PTO's Order Entry Management System [GCN, Aug. 23, 1999, Page 38
] uses the internal databases to retrieve copies of patents and trademarks for public sale, Gewehr said.
The internal database has electronic text for 2.7 million patents going back to 1970, plus images of all 6.4 million patents back to 1790.
The 6.4 million includes the 6 million utility patents'inventions, business processes and the like'plus design, plant and reissued patents.
The patent text takes up 200G of storage, but the images fill up 6T, Gewehr said.
PTO also houses text and images for 2.5 million U.S. trademarks that are pending, registered, abandoned, canceled or expired.
Besides domestic patents and trademarks, PTO holds 5.1 million text abstracts and 6.8 million images of Japanese patents, plus 3.1 million European text abstracts and 8 million images. The foreign holdings total about 7T.
PTO exchanges electronic patent copies with other countries because disclosures elsewhere could bar granting of a U.S. patent, Hunt said.
Patent applications still circulate around PTO's offices on paper, but they are duplicated in a limited-access database that takes up 2.5T, Gewehr said.
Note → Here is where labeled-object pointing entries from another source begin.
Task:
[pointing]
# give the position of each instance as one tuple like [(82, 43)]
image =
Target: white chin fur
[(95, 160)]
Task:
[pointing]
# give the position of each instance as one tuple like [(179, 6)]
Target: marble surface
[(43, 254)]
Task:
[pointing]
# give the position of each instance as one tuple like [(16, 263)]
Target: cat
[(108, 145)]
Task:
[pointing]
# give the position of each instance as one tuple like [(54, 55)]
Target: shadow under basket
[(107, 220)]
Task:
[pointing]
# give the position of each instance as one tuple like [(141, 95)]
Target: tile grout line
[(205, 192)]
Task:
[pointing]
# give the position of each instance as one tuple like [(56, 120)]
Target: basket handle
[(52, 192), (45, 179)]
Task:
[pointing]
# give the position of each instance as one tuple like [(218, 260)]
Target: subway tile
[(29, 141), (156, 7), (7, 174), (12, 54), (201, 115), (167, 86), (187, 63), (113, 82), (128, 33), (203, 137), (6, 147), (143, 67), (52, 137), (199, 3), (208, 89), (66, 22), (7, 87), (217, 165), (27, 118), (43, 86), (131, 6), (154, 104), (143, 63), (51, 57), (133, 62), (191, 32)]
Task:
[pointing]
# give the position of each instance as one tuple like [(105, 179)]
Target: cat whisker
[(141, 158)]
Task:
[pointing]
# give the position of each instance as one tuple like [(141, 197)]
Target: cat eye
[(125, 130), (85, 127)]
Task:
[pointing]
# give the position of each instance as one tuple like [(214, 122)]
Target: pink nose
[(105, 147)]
Applications remain confidential during the examination process.
A contractor, Reed Technology and Information Services, scans patent documents at its Horsham, Pa., facility and gives PTO the files in text, image and Adobe PostScript formats, Gewehr said.
PTO keeps its internal databases on the 11th floor of its Arlington building, in an EMC RAID system that takes up about an acre of floor space, Gewehr said.
For offsite storage, PTO backs up data on digital linear tape cartridges. Copies go to two offsite locations: one elsewhere in Arlington and one in the Iron Mountain/National Underground Storage Inc. facility in Boyers, Pa., north of Pittsburgh.